В аксаковский дом, как всегда, наезжали гости. Вслед за Тургеневым и Щепкиным прибыли А. С. Хомяков, Гильфердинги - отец и сын (отец - чиновник министерства иностранных дел, сын - литератор, ученый филолог).

За обедом все набросились на старшего Гильфердинга с расспросами о событиях на фронте и в дипломатическом мире. По циркулирующим слухам, союзники потребовали уничтожения Черноморского флота и сдачи Севастополя.

Тургенев, завладевший стулом возле Сергея Тимофеевича, с одушевлением принялся рассказывать ему о своих впечатлениях от университетских праздников, о том "соединении приподнятости и грусти, которые он мог наблюдать среди старых друзей".

Как обычно, между ними завязался всегдашний, лишь им обоим близкий и понятный литературный разговор, не ученых-педантов, не филологов, не вождей направления, а знатоков, ценителей и мастеров слова. Они были здесь ближе всех друг другу. И понимали по-своему друг друга, на своем языке, с полуслова.

Тургенев навещал Аксакова прошлой весною. Много часов провели они в задушевных беседах. Читали главы и оконченных и начатых сочинений. Аксаковской молодежи Тургенев показался чужим. Воззрения его были бесконечно далеки от всего, чем жила аксаковская семья. Лишь Сергею Тимофеевичу хорошо было с гостем.

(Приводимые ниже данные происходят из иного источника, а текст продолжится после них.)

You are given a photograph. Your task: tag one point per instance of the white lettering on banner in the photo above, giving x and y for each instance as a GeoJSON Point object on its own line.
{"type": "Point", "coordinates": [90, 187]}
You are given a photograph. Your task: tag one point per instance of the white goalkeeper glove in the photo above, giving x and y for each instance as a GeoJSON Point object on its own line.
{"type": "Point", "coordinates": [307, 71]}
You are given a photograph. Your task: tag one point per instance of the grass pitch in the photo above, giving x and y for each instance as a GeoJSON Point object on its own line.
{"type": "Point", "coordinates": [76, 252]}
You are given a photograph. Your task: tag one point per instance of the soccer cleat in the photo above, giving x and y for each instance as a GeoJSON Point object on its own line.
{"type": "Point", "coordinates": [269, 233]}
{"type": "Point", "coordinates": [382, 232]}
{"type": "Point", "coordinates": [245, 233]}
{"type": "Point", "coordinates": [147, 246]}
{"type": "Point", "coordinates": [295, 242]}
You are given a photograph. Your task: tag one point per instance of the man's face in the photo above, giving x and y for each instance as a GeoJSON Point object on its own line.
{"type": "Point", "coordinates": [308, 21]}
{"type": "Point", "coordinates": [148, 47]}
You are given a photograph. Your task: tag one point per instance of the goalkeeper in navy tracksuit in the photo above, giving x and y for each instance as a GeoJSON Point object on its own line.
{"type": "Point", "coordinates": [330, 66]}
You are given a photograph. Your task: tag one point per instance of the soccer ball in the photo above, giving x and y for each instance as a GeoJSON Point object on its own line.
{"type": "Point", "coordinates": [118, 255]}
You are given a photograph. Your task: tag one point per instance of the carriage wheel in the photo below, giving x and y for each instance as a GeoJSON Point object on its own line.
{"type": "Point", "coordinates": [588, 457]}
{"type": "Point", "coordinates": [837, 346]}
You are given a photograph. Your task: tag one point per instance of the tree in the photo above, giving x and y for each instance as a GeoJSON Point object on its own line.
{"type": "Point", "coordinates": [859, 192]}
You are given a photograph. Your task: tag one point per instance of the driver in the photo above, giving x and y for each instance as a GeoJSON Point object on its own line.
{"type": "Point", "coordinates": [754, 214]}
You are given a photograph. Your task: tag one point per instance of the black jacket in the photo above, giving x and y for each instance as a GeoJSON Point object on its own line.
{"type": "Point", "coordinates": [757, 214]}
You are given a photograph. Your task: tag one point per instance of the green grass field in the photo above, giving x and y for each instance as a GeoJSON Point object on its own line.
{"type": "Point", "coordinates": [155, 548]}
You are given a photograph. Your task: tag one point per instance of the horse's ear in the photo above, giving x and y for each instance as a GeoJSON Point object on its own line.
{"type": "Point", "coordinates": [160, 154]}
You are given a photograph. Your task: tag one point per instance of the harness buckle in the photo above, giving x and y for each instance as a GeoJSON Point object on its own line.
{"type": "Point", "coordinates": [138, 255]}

После его отъезда он написал сыну Ивану:

"О Тургеневе писать неуместно. Как добрый человек он понравился нам, то есть некоторым. Но как его убеждения совершенно противуположны, и как он совершенно равнодушен к тому, что всего дороже для нас, то ты сам можешь судить, какое он оставил впечатление..."

Но Сергей Тимофеевич нашел и смягчающие слова.

"Впрочем, по моей веротерпимости, - добавлял он, - это не мешает мне любить его по-прежнему".

Да, они любили друг друга!

Дружба их возникла естественно, сложилась прочно. Не мешали ей расхождения верований. Связывала ее любовь к России. Они желали видеть ее освобожденной от рабства. Оба считали своим долгом способствовать счастью ее, служа родной литературе.

Оба они умели любить жизнь особой, земной любовью. Дороги им были теплое дыхание полей, зелень лесов, блеск солнца, пение птиц - весь таинственно-поэтический мир сущего. Дороже православного рая было для них земное человеческое счастье...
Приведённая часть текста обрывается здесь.